Le document souligne l'évolution de la crise dans le « triangle du Sahel » - Mali, Burkina Faso et Niger -, l'une des régions les plus dangereuses du monde - PHOTO/FILE

La menace n'est pas théorique : au début du mois de juin, coïncidant avec la fête musulmane de l'Aïd al-Adha, une recrudescence des attaques a été enregistrée dans le sud du Mali et le nord du Burkina Faso. Au Mali, les chiffres sont effrayants : plus de 400 soldats ont récemment trouvé la mort lors d'affrontements avec les milices djihadistes. 

Le document souligne également la montée en puissance d'Iyad Ag Ghali, déjà considéré comme le nouveau « seigneur de la guerre » du Sahel. Avec une armée de plus de 6 000 combattants, Ag Ghali dirige la stratégie des groupes djihadistes, qui consiste à consolider leur contrôle total des zones rurales avant d'avancer vers les capitales — Bamako (Mali), Ouagadougou (Burkina Faso) et Niamey (Niger) —, comme cela s'est produit autrefois à Damas ou à Kaboul. 

Des soldats montent la garde dans un véhicule blindé à Ouagadougou, au Burkina Faso - REUTERS/VINCENT BADO

Les experts antiterroristes consultés par La Vanguardia avertissent que le Sahel se trouve à un moment « clé », car un renversement de la situation pourrait constituer une grave menace pour la sécurité internationale. Le département espagnol de la sécurité nationale craint que la région ne devienne un sanctuaire incontrôlable du terrorisme, juste à l'arrière-garde géographique de l'Europe. 

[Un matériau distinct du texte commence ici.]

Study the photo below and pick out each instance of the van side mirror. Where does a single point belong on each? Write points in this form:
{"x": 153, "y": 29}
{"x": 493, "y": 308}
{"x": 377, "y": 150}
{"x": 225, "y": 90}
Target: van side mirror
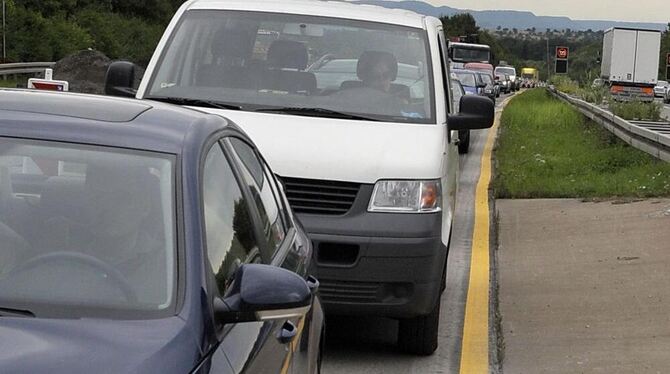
{"x": 120, "y": 79}
{"x": 263, "y": 293}
{"x": 477, "y": 112}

Ces informations mettent également en évidence, une fois de plus, les conditions de vie difficiles dans les camps de réfugiés sahraouis et le manque de perspectives et d'opportunités pour les jeunes. De nombreuses organisations de défense des droits humains dénoncent depuis des années l'abandon, la précarité et la frustration qui règnent dans ces camps, situés en plein désert algérien et dépendants presque entièrement de l'aide humanitaire internationale. Ce contexte d'exclusion et de désespoir devient, selon les experts, un terreau idéal pour la radicalisation. 

Cette situation, ajoutée à l'instabilité politique croissante des pays du Sahel, contrôlés par des juntes militaires incapables de contenir l'offensive djihadiste, dessine un scénario de plus en plus marqué par l'incertitude et le risque. De plus, l'implication directe de Sahraouis radicalisés ajoute une dimension nouvelle et particulièrement préoccupante à ce conflit d'ampleur mondiale.